Although the certificate enabled us to get married by an Orthodox rabbi, it excluded my father from joining the rest of the family beneath the chuppah. Worse, his name would not be included in the ketubah: instead, the words “son of Abraham” (the Jewish equivalent of “known unto God”) would appear beside my name. I was beside myself, not least because not a single person at the Beth Din had said anything about this to us. Woe betide the Jewish couple that doesn’t read Hebrew! (It was at about this stage that my fiancée and I discussed whether we could get a priest on short notice.)
Back we went to South Africa, and, miracle of miracles, a rabbi at the Beth Din in Johannesburg recognised the signature of the rabbi on my father’s parents’ marriage certificate, from 1931. It’s lucky the Johannesburg Jews live to a ripe old age.
After four months, numerous letters, emails and angry phone calls, the proper certificate was issued and we went ahead with a full-scale religious wedding. But so disenchanted had we become, my wife and I still wonder whether we did the right thing, based as it ultimately was on the desire to spare our children a similar mishegas.

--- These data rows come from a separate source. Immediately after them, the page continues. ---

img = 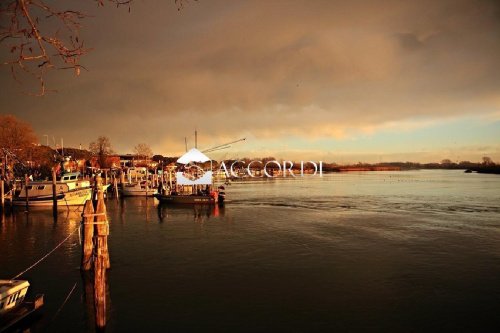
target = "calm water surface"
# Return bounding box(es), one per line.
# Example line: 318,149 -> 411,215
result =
0,171 -> 500,332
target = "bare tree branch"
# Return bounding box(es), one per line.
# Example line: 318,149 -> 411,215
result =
0,0 -> 197,96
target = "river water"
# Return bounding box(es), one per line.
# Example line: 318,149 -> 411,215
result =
0,170 -> 500,332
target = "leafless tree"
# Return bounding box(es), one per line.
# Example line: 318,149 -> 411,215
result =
0,0 -> 196,96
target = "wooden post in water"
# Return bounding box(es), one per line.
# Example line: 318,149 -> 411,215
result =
94,235 -> 106,329
81,200 -> 94,271
52,167 -> 57,211
120,169 -> 125,191
0,178 -> 5,211
95,176 -> 111,268
24,173 -> 29,210
113,176 -> 119,200
94,175 -> 110,329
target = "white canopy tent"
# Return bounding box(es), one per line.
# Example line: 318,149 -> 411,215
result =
177,148 -> 210,164
176,148 -> 212,185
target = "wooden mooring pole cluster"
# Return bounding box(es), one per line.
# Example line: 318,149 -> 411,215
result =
81,175 -> 111,328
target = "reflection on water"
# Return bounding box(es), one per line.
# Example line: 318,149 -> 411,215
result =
0,171 -> 500,332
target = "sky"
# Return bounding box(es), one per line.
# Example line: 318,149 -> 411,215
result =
0,0 -> 500,163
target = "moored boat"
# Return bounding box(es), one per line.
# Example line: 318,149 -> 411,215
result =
122,180 -> 158,197
0,280 -> 30,316
12,172 -> 92,206
155,148 -> 225,205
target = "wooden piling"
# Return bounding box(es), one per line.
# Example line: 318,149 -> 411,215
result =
94,235 -> 106,329
94,176 -> 111,329
120,170 -> 125,190
24,173 -> 29,210
52,168 -> 57,211
95,176 -> 111,268
113,177 -> 119,200
0,179 -> 5,211
81,200 -> 94,271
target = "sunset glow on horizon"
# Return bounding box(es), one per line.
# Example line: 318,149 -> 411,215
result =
0,0 -> 500,163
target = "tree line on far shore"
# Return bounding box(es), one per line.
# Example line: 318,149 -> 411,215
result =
0,115 -> 500,176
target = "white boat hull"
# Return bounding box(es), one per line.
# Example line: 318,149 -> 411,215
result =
122,189 -> 158,197
12,187 -> 92,207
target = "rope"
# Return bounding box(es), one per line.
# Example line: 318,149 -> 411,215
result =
11,226 -> 80,280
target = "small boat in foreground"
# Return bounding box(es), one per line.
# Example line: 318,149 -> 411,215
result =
0,280 -> 43,332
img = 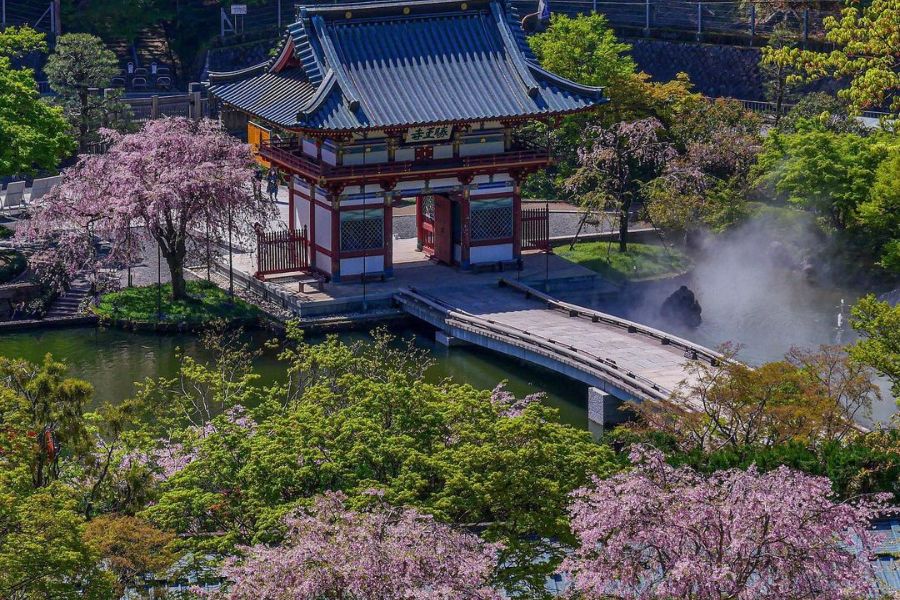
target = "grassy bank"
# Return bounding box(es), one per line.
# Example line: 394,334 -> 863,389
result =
95,280 -> 260,325
553,242 -> 692,281
0,250 -> 28,283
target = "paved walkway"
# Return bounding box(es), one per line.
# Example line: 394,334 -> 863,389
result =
428,285 -> 689,390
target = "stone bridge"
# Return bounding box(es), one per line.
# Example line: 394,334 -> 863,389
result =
395,279 -> 723,424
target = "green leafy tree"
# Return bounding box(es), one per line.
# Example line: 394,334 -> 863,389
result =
756,124 -> 897,230
850,295 -> 900,402
84,515 -> 177,597
759,24 -> 800,125
778,92 -> 868,135
0,372 -> 111,599
0,27 -> 74,176
62,0 -> 176,44
856,149 -> 900,273
143,326 -> 615,589
44,33 -> 122,151
0,354 -> 93,488
769,0 -> 900,114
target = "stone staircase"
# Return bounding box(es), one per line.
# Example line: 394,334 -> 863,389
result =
44,278 -> 91,319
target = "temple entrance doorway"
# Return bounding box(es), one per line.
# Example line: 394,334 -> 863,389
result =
434,195 -> 453,265
416,194 -> 460,265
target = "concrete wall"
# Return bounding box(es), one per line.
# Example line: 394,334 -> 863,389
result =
624,38 -> 837,100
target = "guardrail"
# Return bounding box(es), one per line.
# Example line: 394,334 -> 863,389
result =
500,278 -> 729,366
395,288 -> 672,402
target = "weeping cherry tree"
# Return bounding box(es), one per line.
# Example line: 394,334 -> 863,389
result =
18,118 -> 274,300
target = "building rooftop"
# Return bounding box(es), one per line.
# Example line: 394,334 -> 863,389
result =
210,0 -> 606,131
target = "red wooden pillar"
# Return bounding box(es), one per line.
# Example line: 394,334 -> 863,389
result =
416,196 -> 425,252
513,178 -> 522,258
306,181 -> 318,268
328,194 -> 341,281
288,175 -> 297,231
384,192 -> 394,276
459,191 -> 472,269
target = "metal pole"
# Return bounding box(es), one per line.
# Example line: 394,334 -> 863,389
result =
697,2 -> 703,42
803,8 -> 809,50
363,146 -> 368,312
206,215 -> 212,281
125,227 -> 131,287
228,206 -> 234,300
750,4 -> 756,46
544,199 -> 550,294
644,0 -> 650,37
156,240 -> 162,323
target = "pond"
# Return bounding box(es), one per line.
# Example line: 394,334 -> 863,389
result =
0,327 -> 587,428
554,232 -> 897,425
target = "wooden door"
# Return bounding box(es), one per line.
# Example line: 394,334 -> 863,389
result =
434,195 -> 453,265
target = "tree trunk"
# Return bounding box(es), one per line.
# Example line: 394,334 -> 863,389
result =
163,244 -> 187,300
78,89 -> 88,152
619,200 -> 631,253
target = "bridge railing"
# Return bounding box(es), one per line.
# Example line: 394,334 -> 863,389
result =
397,288 -> 672,402
500,278 -> 728,366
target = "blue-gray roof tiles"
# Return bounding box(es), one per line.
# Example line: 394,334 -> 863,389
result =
211,0 -> 605,130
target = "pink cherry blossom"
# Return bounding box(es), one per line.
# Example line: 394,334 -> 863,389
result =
17,118 -> 274,298
219,493 -> 501,600
563,447 -> 887,600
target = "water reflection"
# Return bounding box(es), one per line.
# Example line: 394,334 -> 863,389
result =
0,327 -> 587,428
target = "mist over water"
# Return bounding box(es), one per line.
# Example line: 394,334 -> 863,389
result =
566,221 -> 897,421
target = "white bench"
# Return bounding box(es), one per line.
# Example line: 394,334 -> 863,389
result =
28,175 -> 62,202
0,181 -> 25,210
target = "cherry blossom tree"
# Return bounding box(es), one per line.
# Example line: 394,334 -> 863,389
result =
19,118 -> 274,299
565,117 -> 678,252
220,492 -> 500,600
563,447 -> 889,600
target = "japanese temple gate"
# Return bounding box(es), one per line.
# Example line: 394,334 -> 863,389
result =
209,0 -> 605,281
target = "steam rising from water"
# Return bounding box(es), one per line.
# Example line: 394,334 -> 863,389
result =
570,219 -> 896,420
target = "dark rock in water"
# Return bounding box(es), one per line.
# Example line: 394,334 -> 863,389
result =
878,288 -> 900,306
660,285 -> 703,327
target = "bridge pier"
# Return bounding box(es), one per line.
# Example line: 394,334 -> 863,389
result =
434,329 -> 466,348
588,387 -> 628,429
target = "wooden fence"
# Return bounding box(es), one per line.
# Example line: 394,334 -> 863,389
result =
522,206 -> 550,251
256,226 -> 309,277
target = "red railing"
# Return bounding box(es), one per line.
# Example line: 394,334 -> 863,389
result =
522,207 -> 550,251
259,139 -> 549,181
256,226 -> 309,277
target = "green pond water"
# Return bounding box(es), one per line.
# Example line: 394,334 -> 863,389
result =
0,327 -> 587,428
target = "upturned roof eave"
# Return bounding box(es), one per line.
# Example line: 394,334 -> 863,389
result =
280,98 -> 609,135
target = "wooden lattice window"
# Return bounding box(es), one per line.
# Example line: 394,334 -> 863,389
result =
341,208 -> 384,252
470,198 -> 513,241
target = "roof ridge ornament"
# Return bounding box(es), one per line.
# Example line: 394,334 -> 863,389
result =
312,15 -> 360,112
491,2 -> 541,98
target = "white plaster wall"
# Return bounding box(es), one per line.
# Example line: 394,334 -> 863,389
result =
316,205 -> 332,249
341,196 -> 384,208
472,173 -> 512,185
312,251 -> 331,275
469,244 -> 513,264
294,176 -> 310,196
341,256 -> 384,277
459,140 -> 503,156
394,148 -> 416,162
434,144 -> 453,158
294,196 -> 310,229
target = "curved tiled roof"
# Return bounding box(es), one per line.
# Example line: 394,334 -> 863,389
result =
210,0 -> 605,130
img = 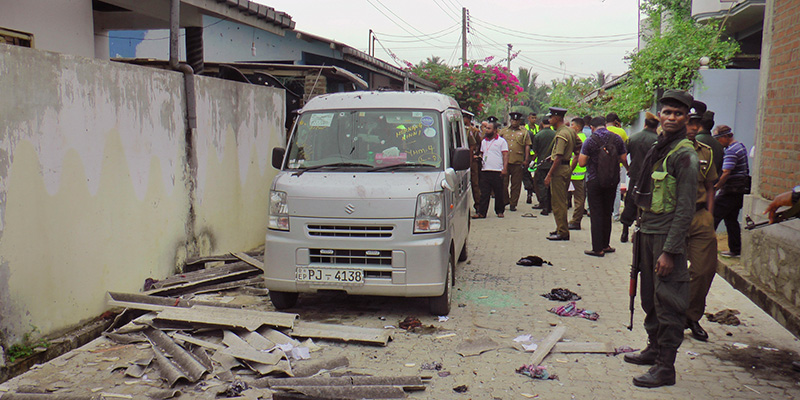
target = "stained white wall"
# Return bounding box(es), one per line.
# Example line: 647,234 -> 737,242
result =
0,45 -> 285,345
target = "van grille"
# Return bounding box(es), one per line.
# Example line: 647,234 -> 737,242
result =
309,249 -> 392,265
308,225 -> 394,238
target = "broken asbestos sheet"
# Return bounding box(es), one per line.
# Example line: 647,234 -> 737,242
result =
155,305 -> 298,332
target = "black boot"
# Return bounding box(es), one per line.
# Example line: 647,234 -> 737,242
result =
633,347 -> 678,388
622,337 -> 658,365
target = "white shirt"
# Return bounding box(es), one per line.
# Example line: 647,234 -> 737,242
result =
481,136 -> 508,172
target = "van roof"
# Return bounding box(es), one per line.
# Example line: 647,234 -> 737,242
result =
301,91 -> 460,112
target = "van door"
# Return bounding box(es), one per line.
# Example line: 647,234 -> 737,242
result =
445,110 -> 472,251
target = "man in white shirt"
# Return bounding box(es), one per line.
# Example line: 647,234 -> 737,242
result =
472,117 -> 508,219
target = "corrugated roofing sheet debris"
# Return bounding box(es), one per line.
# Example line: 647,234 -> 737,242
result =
108,290 -> 244,311
155,305 -> 297,331
289,321 -> 392,346
144,328 -> 208,387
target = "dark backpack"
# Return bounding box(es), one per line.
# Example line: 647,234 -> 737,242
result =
594,132 -> 619,188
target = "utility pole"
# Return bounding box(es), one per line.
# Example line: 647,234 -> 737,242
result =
461,7 -> 467,65
506,43 -> 514,119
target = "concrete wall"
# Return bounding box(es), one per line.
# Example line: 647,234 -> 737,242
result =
0,45 -> 284,344
0,0 -> 95,57
693,69 -> 759,156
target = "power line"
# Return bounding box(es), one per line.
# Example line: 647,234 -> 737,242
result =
473,18 -> 638,39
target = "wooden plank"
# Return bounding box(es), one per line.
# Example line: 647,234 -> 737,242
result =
288,321 -> 392,346
552,342 -> 614,353
273,386 -> 406,399
107,292 -> 242,311
231,253 -> 264,271
155,305 -> 297,331
528,325 -> 567,365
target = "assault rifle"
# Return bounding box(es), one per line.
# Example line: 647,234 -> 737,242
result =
744,202 -> 800,231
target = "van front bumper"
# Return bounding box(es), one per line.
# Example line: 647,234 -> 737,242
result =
264,217 -> 450,297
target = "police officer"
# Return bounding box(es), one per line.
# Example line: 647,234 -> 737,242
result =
686,100 -> 718,342
500,112 -> 531,211
619,111 -> 658,243
624,90 -> 699,387
544,107 -> 581,240
533,115 -> 556,215
568,118 -> 586,231
461,110 -> 483,211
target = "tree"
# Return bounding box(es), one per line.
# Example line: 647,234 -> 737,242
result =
409,61 -> 524,115
597,0 -> 739,122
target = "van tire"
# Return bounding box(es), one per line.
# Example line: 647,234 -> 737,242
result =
428,256 -> 454,315
458,239 -> 469,262
269,290 -> 298,310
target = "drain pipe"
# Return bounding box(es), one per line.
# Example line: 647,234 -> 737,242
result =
169,0 -> 197,260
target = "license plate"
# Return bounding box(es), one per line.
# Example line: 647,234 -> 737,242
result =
295,267 -> 364,285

Still, this was just a symptom. Forget our small saga, with its happy ending. Remember instead the insult to Lev Pisahov, who fought and died in IDF uniform but was buried at the periphery of the cemetery because, although his father was Jewish, his mother was not. This is the mentality that, in the UK, is prepared to pursue a 12-year-old boy to the House of Lords so that the United Synagogue can continue to exercise the right to discriminate.
Official Judaism worries about intermarriage and assimilation; but how many Jews and non-Jews are they responsible for permanently alienating?
For those we passively allow to decide our Jewish fate, Judaism seems to be less about humanity and faith than about bigotry and bureaucracy.